Clearly, none of this is likely to make Israel a more inviting abode for Jews abroad, nor an attractive location for retaining significant segments of the Jewish population currently resident here. Indeed, it is likely to have a chilling effect on Jewish immigration (aliyah) and a stimulating one on Jewish emigration (yeridah), potentially upsetting any optimistic demographic assessments.
Accordingly, without some clear mechanism as to how such indeterminate disenfranchisement is to be addressed and eliminated, Israel is likely to face an unenviable position of a growing segment of the population, stripped indefinitely of political rights and largely alienated — perhaps even latently hostile — to the defining Jewish nature of the state in which they reside. Hardly a formula that bodes well for the future.
Forgoing national aspirations: The danger of shifting sentiments
But perhaps one of the gravest problems with Smotrich’s criterion for offering the Palestinian-Arabs permanent residency under extended Israeli sovereignty — i.e. professed forgoing of national aspirations — is the implied assumption that this will be not only be sincere, but long-lasting. This is clearly — to be charitable — a tenuous supposition to base such a far-reaching strategic measure. For even if one accepts that such aspirations are initially forsworn in good faith, there is — and cannot be — any assurance that this will not change for a myriad of reasons — from changes in personal circumstances, through outside incitement, to derision from one’s children. Indeed, even if such willingness to forgo national aspiration proves durable with the current generation — how can it be guaranteed that similar compliance will be undertaken by the younger generation?
Accordingly, Smotrich’s formula is more likely than not to have two detrimental results.
Firstly, relatively few Palestinian-Arabs are likely to avail themselves of the funded emigration option — because of his invitation for them “enjoy all the benefits that the Jewish state has brought and is bringing to the Land of Israel.” Then at a later stage, Israel might find itself with a permanent Palestinian-Arab population, no longer willing to forgo their national aspirations, greatly empowered having enjoyed “all the benefits the Jewish state brought them,” and now “chafing at the bit” to take it over.
What must be done…
Funded emigration is an essential policy tool for Israel, but for it to be effectively wielded it must be incorporated into a strategy that correctly conceptualizes the conflict between Jew and Arab as a conflict between irreconcilable collectives, from which only one can emerge victorious.

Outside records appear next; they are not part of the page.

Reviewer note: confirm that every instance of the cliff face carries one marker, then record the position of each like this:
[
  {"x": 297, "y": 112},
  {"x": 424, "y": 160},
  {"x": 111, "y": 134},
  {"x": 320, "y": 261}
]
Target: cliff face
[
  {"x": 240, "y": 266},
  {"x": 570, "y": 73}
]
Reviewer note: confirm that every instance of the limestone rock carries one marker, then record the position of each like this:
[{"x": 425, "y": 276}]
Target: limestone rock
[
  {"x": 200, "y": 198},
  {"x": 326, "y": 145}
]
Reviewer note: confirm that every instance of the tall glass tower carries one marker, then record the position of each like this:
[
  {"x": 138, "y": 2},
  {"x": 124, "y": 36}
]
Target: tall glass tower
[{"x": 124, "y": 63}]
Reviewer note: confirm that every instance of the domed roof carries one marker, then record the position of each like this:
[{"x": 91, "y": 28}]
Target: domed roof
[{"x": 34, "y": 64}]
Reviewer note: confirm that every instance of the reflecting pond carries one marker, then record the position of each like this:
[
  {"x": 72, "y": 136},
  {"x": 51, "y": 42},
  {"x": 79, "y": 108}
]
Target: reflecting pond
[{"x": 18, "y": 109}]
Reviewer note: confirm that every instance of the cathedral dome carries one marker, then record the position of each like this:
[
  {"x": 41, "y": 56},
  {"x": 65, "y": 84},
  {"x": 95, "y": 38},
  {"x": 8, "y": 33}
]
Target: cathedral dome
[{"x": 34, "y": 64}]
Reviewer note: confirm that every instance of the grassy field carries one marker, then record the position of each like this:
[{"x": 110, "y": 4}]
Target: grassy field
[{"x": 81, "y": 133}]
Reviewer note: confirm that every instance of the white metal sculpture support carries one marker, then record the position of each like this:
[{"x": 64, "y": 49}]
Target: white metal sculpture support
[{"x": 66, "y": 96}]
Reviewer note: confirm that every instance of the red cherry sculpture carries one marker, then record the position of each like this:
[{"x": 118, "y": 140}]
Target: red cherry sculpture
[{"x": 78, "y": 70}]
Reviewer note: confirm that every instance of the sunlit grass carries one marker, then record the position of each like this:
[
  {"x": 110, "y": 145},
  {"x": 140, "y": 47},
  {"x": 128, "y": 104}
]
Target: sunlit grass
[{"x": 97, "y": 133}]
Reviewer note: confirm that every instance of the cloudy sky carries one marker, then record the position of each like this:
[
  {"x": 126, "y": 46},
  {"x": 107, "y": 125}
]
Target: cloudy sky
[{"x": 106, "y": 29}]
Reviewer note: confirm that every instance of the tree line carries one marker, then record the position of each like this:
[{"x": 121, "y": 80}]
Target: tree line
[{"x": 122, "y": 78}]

Its goal must be a drastic reduction of the Arab presence in sovereign Israel, not as Smotrich suggests, a conditioned maintenance thereof. It must comprise a system of enticing incentives to leave and punishing disincentives for staying — not, as Smotrich suggests, incentivizing benefits for those remaining in the Jewish state.

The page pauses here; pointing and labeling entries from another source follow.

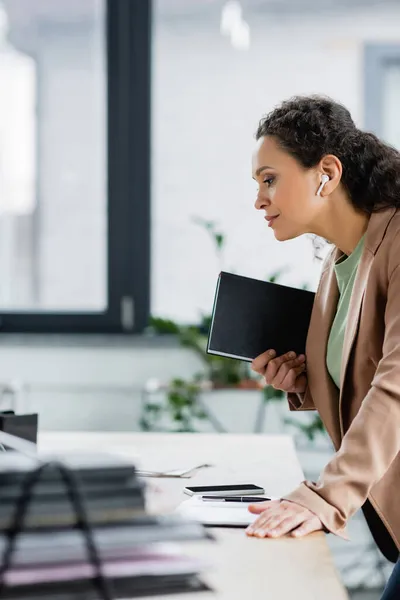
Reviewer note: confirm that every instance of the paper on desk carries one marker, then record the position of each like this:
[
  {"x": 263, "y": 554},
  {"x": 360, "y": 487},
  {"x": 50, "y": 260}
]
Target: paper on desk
[
  {"x": 185, "y": 473},
  {"x": 226, "y": 514}
]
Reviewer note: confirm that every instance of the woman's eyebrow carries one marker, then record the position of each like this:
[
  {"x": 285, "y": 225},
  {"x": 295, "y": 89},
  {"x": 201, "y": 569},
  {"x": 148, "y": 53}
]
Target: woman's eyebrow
[{"x": 261, "y": 169}]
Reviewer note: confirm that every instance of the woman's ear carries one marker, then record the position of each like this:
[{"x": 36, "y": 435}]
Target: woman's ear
[{"x": 330, "y": 166}]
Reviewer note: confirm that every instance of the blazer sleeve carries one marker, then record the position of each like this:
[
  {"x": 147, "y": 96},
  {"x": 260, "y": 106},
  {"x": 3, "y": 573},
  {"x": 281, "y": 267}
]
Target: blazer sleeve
[{"x": 363, "y": 457}]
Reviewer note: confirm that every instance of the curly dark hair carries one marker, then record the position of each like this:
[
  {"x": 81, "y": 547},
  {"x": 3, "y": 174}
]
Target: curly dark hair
[{"x": 309, "y": 127}]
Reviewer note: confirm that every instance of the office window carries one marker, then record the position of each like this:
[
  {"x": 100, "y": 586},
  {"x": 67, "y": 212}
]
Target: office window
[
  {"x": 218, "y": 66},
  {"x": 382, "y": 90},
  {"x": 53, "y": 179},
  {"x": 69, "y": 190},
  {"x": 391, "y": 102}
]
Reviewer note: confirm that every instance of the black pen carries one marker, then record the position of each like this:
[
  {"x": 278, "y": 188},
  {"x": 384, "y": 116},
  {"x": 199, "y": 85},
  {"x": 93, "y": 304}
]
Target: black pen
[{"x": 235, "y": 498}]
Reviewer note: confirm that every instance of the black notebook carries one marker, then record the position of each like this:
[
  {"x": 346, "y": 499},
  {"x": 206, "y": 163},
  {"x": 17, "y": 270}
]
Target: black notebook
[{"x": 251, "y": 316}]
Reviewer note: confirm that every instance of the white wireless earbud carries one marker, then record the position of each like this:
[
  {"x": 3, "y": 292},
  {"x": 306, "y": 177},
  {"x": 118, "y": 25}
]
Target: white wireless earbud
[{"x": 324, "y": 180}]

Finally, while it must differentiate between a belligerent enemy collective and non-belligerent individuals who may be members of it, the only binding proof of such non-belligerency must be acceptance of the funding for irreversible relocation.
Only then will the concept of funded emigration be able to fulfill its required role i.e. safeguarding the existence of the Jewish nation-state…and enhancing the future of non-belligerent Palestinian-Arabs.
Martin Sherman is the founder and executive director of the Israel Institute for Strategic Studies.